C3d signalling via CR3 triggers NLRP3 inflammasome activation and IL-1β release. Monocytes remained untreated (Con) or challenged with C3d, C3a, C5 (10 µg/mL) or ATP (3 mM) and LPS (50 ng/mL) (A), or MCC950 (1 µM) (B), and extracellular levels of IL-1β determined by ELISA (n=6 biological repeats, one-way ANOVA, followed by Tukey’s posthoc multiple comparison test). (C&D) NLRP3 (C) or pro-IL-1β (D) Real-Time quantitative Polymerase Chain Reaction of monocyte mRNA (fold change) post C3d treatment (10 µg/mL) with or without CR3 blocking antibody (C3d blocker, n=6 biological repeats, one-way ANOVA, followed by Tukey’s posthoc multiple comparison test).
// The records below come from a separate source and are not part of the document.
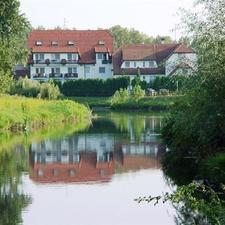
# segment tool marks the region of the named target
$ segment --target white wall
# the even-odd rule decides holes
[[[51,54],[45,53],[44,54],[44,60],[45,59],[50,59],[51,60]],[[108,55],[107,55],[108,58]],[[35,60],[35,56],[33,55],[33,59]],[[60,54],[60,60],[61,59],[68,59],[67,54],[61,53]],[[77,55],[78,59],[78,55]],[[77,68],[77,73],[78,73],[78,78],[82,79],[87,79],[87,78],[101,78],[101,79],[107,79],[110,77],[113,77],[112,73],[112,63],[107,63],[107,64],[102,64],[102,59],[97,58],[96,54],[96,64],[66,64],[62,65],[61,63],[58,64],[34,64],[30,65],[30,77],[33,79],[33,76],[36,74],[36,68],[45,68],[45,74],[48,76],[48,74],[51,73],[51,68],[60,68],[60,73],[66,74],[68,73],[68,68],[69,67],[76,67]],[[99,67],[104,67],[105,68],[105,73],[99,73]],[[85,69],[89,68],[89,72]]]
[[[168,76],[180,63],[186,63],[195,69],[197,64],[197,55],[195,53],[172,54],[165,63],[166,76]]]
[[[126,62],[130,62],[130,67],[126,67]],[[143,63],[145,62],[145,67]],[[149,67],[149,62],[151,62],[153,65]],[[156,61],[124,61],[121,65],[122,69],[125,68],[157,68],[157,62]]]

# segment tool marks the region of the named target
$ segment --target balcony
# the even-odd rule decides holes
[[[61,64],[61,60],[60,59],[52,59],[51,64]]]
[[[49,74],[49,78],[55,78],[55,79],[57,79],[57,78],[63,78],[63,74],[62,73],[50,73]]]
[[[77,64],[78,63],[78,60],[76,59],[68,59],[67,60],[67,64]]]
[[[44,59],[37,59],[37,60],[33,60],[34,64],[45,64],[45,60]]]
[[[33,78],[37,80],[39,79],[42,80],[42,79],[48,79],[48,76],[45,73],[35,73],[33,74]]]
[[[109,60],[107,60],[107,59],[102,60],[102,64],[108,64],[108,63],[110,63]]]
[[[66,73],[65,78],[78,78],[78,73]]]

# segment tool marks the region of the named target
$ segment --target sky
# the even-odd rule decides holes
[[[33,27],[76,29],[135,28],[150,36],[180,36],[179,8],[190,9],[194,0],[20,0]]]

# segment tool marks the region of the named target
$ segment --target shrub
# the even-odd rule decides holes
[[[111,99],[111,105],[123,104],[129,99],[129,92],[127,89],[120,89],[116,91]]]
[[[15,81],[10,90],[12,95],[17,94],[26,97],[37,97],[39,92],[40,83],[28,78],[21,78],[19,81]]]
[[[60,94],[59,87],[53,82],[48,82],[40,85],[40,93],[37,97],[42,99],[58,99]]]
[[[143,98],[145,96],[145,91],[141,89],[140,85],[136,85],[131,92],[131,97],[138,101],[140,98]]]
[[[60,87],[65,96],[109,97],[117,90],[127,88],[129,77],[102,79],[78,79],[67,81]]]
[[[59,87],[52,81],[39,83],[27,78],[15,81],[10,89],[11,95],[20,95],[33,98],[57,99],[60,96]]]
[[[145,80],[143,80],[143,81],[141,81],[141,78],[140,78],[140,76],[136,76],[132,81],[131,81],[131,85],[132,85],[132,87],[134,88],[136,85],[140,85],[141,86],[141,89],[143,89],[143,90],[147,90],[147,88],[148,88],[148,83],[145,81]]]

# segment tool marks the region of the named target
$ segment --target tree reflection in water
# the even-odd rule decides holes
[[[31,198],[20,190],[21,172],[27,170],[27,156],[23,147],[0,150],[0,225],[22,222],[21,212]]]

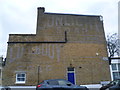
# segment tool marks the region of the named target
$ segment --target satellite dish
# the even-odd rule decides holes
[[[108,59],[108,57],[103,57],[103,60],[108,61],[109,59]]]

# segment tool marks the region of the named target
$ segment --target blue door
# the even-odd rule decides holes
[[[68,81],[75,84],[75,75],[74,72],[68,72]]]

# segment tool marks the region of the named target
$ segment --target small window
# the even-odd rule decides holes
[[[120,63],[111,64],[113,80],[120,77]]]
[[[118,64],[118,70],[120,71],[120,63]]]
[[[117,70],[117,65],[116,64],[112,64],[112,70]]]
[[[16,83],[25,83],[26,74],[25,73],[17,73],[16,74]]]
[[[68,71],[74,71],[74,67],[68,67]]]
[[[120,72],[113,72],[113,79],[117,79],[120,76]]]
[[[0,69],[0,78],[2,78],[2,75],[1,75],[1,74],[2,74],[2,69]]]

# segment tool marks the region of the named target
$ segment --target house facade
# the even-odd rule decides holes
[[[111,58],[111,79],[115,80],[120,77],[120,1],[118,2],[118,53]]]
[[[111,79],[115,80],[120,77],[120,57],[111,58]]]
[[[110,80],[101,16],[47,13],[38,8],[36,34],[10,34],[3,85],[46,79],[75,84]]]
[[[0,57],[0,86],[2,86],[3,56]]]

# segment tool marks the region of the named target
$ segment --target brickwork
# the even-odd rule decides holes
[[[77,84],[110,80],[101,16],[45,13],[38,8],[36,34],[10,34],[4,85],[16,84],[16,72],[26,73],[26,83],[67,79],[67,68],[75,68]],[[66,34],[65,34],[66,32]],[[39,73],[38,73],[39,67]]]

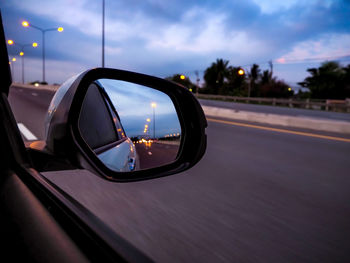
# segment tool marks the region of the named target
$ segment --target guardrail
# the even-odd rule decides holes
[[[311,99],[277,99],[277,98],[248,98],[210,94],[196,94],[198,99],[222,100],[263,104],[272,106],[285,106],[289,108],[303,108],[325,111],[350,112],[350,99],[345,100],[311,100]]]
[[[22,83],[12,83],[12,85],[19,88],[31,88],[31,89],[45,89],[50,91],[56,91],[60,86],[59,85],[30,85],[30,84],[22,84]]]

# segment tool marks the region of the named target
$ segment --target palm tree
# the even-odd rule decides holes
[[[252,67],[250,68],[250,72],[248,73],[248,76],[250,79],[250,85],[248,87],[248,97],[250,97],[250,93],[252,90],[254,90],[255,83],[260,76],[259,65],[253,64]]]
[[[207,88],[216,94],[223,93],[224,81],[228,75],[228,60],[216,59],[204,72]]]
[[[327,61],[319,68],[309,68],[311,76],[306,77],[298,84],[308,88],[312,98],[318,99],[344,99],[348,92],[344,82],[346,71],[335,61]]]

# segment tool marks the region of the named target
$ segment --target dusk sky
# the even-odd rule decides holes
[[[274,63],[289,84],[325,60],[350,63],[349,0],[105,0],[106,67],[195,81],[217,58],[248,69]],[[41,80],[41,33],[21,26],[62,26],[46,35],[46,79],[62,83],[101,66],[102,0],[0,0],[7,39],[25,49],[26,81]],[[19,49],[9,47],[10,56]],[[18,56],[17,56],[18,57]],[[14,79],[20,81],[19,59]]]
[[[100,79],[98,82],[111,99],[129,137],[143,135],[145,124],[149,127],[147,134],[153,133],[153,103],[157,123],[156,136],[163,137],[167,134],[181,133],[176,109],[165,93],[114,79]]]

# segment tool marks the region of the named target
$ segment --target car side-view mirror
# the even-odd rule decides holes
[[[204,113],[186,88],[98,68],[69,79],[46,118],[46,149],[114,181],[170,175],[206,148]]]
[[[181,124],[169,96],[131,82],[91,83],[78,128],[100,161],[115,172],[170,164],[180,150]]]

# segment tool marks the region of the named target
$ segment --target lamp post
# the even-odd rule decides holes
[[[48,31],[58,31],[58,32],[62,32],[63,31],[63,27],[55,27],[55,28],[40,28],[38,26],[34,26],[32,24],[29,24],[28,21],[23,21],[22,22],[22,26],[23,27],[32,27],[35,28],[37,30],[39,30],[42,34],[42,56],[43,56],[43,82],[45,82],[45,33]]]
[[[149,136],[149,125],[148,125],[148,123],[150,123],[151,122],[151,119],[150,118],[147,118],[146,119],[146,124],[145,124],[145,133]]]
[[[194,72],[196,74],[196,83],[197,83],[197,87],[196,87],[196,95],[198,95],[198,89],[199,89],[199,76],[198,76],[198,71],[196,70]]]
[[[12,81],[14,81],[14,77],[15,77],[15,72],[14,72],[14,64],[13,62],[16,62],[17,59],[16,58],[12,58],[10,59],[11,61],[9,61],[10,67],[11,67],[11,77],[12,77]]]
[[[105,67],[105,0],[102,0],[102,67]]]
[[[24,48],[25,47],[34,47],[36,48],[38,46],[38,43],[33,42],[31,44],[19,44],[17,42],[14,42],[13,40],[8,40],[7,43],[12,46],[12,45],[16,45],[19,46],[21,48],[21,51],[19,52],[19,55],[21,56],[21,60],[22,60],[22,84],[24,84]]]
[[[153,109],[153,139],[155,139],[156,138],[156,107],[157,107],[157,104],[155,102],[152,102],[151,107]]]

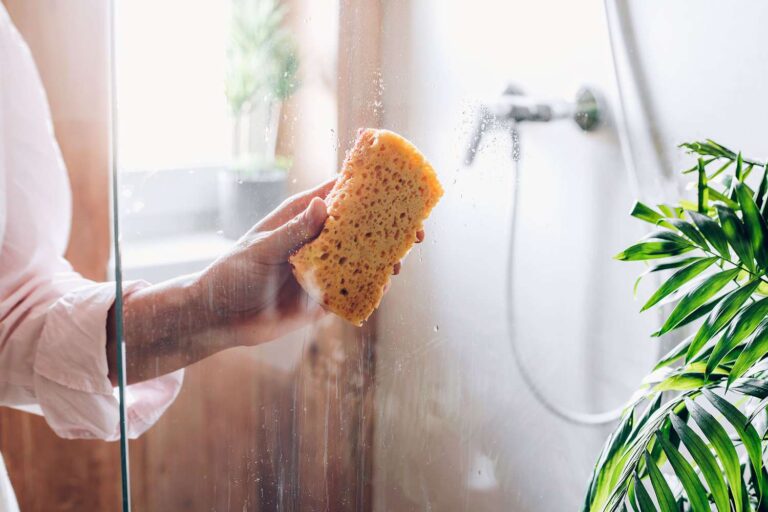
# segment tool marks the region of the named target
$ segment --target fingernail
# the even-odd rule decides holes
[[[306,210],[307,220],[311,224],[322,224],[325,219],[328,218],[328,207],[325,205],[325,201],[316,197],[310,201]]]

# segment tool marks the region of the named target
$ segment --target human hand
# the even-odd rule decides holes
[[[234,345],[278,338],[323,316],[296,282],[288,257],[328,217],[323,199],[336,179],[285,200],[200,275],[200,287]]]
[[[284,201],[201,274],[199,284],[232,344],[275,339],[325,314],[294,278],[288,257],[322,231],[328,218],[323,200],[335,183]],[[423,239],[424,231],[417,232],[416,242]]]

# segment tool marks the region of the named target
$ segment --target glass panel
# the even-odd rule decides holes
[[[660,5],[116,0],[117,275],[125,293],[124,427],[137,437],[129,450],[133,508],[573,510],[585,496],[601,508],[614,491],[620,501],[653,490],[628,479],[637,469],[649,481],[643,450],[679,492],[680,466],[665,463],[677,461],[677,449],[652,439],[678,442],[680,432],[681,457],[699,467],[684,433],[702,431],[715,443],[699,422],[706,416],[691,407],[698,426],[685,430],[671,414],[687,420],[683,398],[703,400],[699,387],[723,387],[747,338],[734,352],[725,346],[719,368],[705,370],[681,352],[683,370],[644,379],[697,332],[703,315],[713,310],[706,321],[714,322],[725,292],[761,276],[768,261],[759,261],[764,248],[755,238],[765,219],[749,221],[739,209],[745,197],[762,205],[761,162],[744,160],[719,195],[707,192],[709,202],[704,185],[719,180],[701,175],[686,189],[677,174],[696,162],[676,145],[710,135],[693,121],[699,115],[709,116],[712,135],[759,149],[752,125],[738,128],[749,133],[718,128],[720,106],[702,113],[703,96],[690,93],[702,87],[707,98],[738,97],[733,80],[701,83],[698,73],[713,54],[721,59],[713,67],[730,69],[736,54],[718,53],[710,41],[715,17],[691,13],[702,19],[690,36],[676,29],[688,10],[660,20]],[[729,44],[741,55],[749,38],[736,32],[743,40]],[[691,55],[694,36],[702,46]],[[757,49],[745,55],[759,67]],[[366,127],[402,134],[436,170],[444,193],[423,241],[408,222],[418,213],[411,205],[426,208],[428,171],[414,171],[426,177],[412,194],[390,191],[382,199],[390,209],[380,213],[384,203],[371,196],[401,176],[398,166],[418,167],[419,159],[400,139],[358,132]],[[371,156],[373,147],[381,155]],[[403,153],[393,160],[397,149]],[[712,162],[736,159],[729,155]],[[736,185],[747,168],[755,169],[751,189]],[[349,179],[329,197],[330,185],[313,189],[340,170]],[[330,210],[311,202],[315,196]],[[728,258],[711,240],[697,242],[693,224],[692,235],[675,211],[656,206],[682,196],[693,212],[683,218],[721,222],[727,212],[710,209],[715,203],[738,210],[722,234]],[[736,256],[752,251],[755,259],[725,274],[722,295],[697,295],[690,316],[680,317],[684,328],[660,339],[650,334],[699,281],[638,313],[670,272],[637,285],[644,268],[614,257],[652,229],[627,215],[636,199],[659,209],[646,217],[666,219],[655,222],[664,232],[653,235],[655,245],[637,249],[657,251],[646,256],[712,258],[697,279],[739,264],[728,243],[743,251]],[[401,210],[404,217],[391,214]],[[370,231],[359,226],[366,222]],[[399,222],[410,230],[403,240],[420,242],[401,263],[399,255],[390,261],[395,249],[379,252],[399,240]],[[379,245],[365,242],[369,236]],[[319,248],[314,259],[302,259],[306,246]],[[392,266],[397,275],[380,307],[355,326],[365,291],[375,296],[383,282],[353,288],[342,279],[359,283],[359,272],[346,269],[360,264],[368,276],[360,262],[380,261],[375,271]],[[739,303],[754,302],[762,315],[755,313],[750,334],[764,316],[761,283],[752,284],[753,300],[746,294]],[[743,318],[738,311],[702,338],[700,357],[716,352],[715,334]],[[653,388],[665,372],[683,371]],[[644,400],[635,394],[642,386]],[[627,418],[641,421],[657,396],[679,405],[648,419],[647,432],[631,430]],[[717,399],[706,404],[716,406]],[[647,434],[645,444],[611,462],[629,468],[624,477],[590,488],[585,482],[595,462],[605,462],[601,449],[618,425],[625,437]],[[625,437],[613,439],[626,448]],[[715,464],[719,474],[725,464]],[[742,473],[732,465],[729,478],[734,467],[736,478]],[[740,492],[702,482],[704,500]]]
HC monocytes (1×10⁵) were incubated with C3d, C3a, C5 or ATP and LPS. Cell lysates were collected and western blotted for NLRP3 (E) or pro-IL-1β (F). All results are expressed as relative densitometry units (DU), with representative western blots presented (n=6 biological repeats, one-way ANOVA, followed by Tukey’s posthoc multiple comparison test). HC, healthy controlIL-1β, interleukin-1β; LPS, lipopolysaccharide; NLRP3, NOD-, LRR- and pyrin domain-containing protein 3.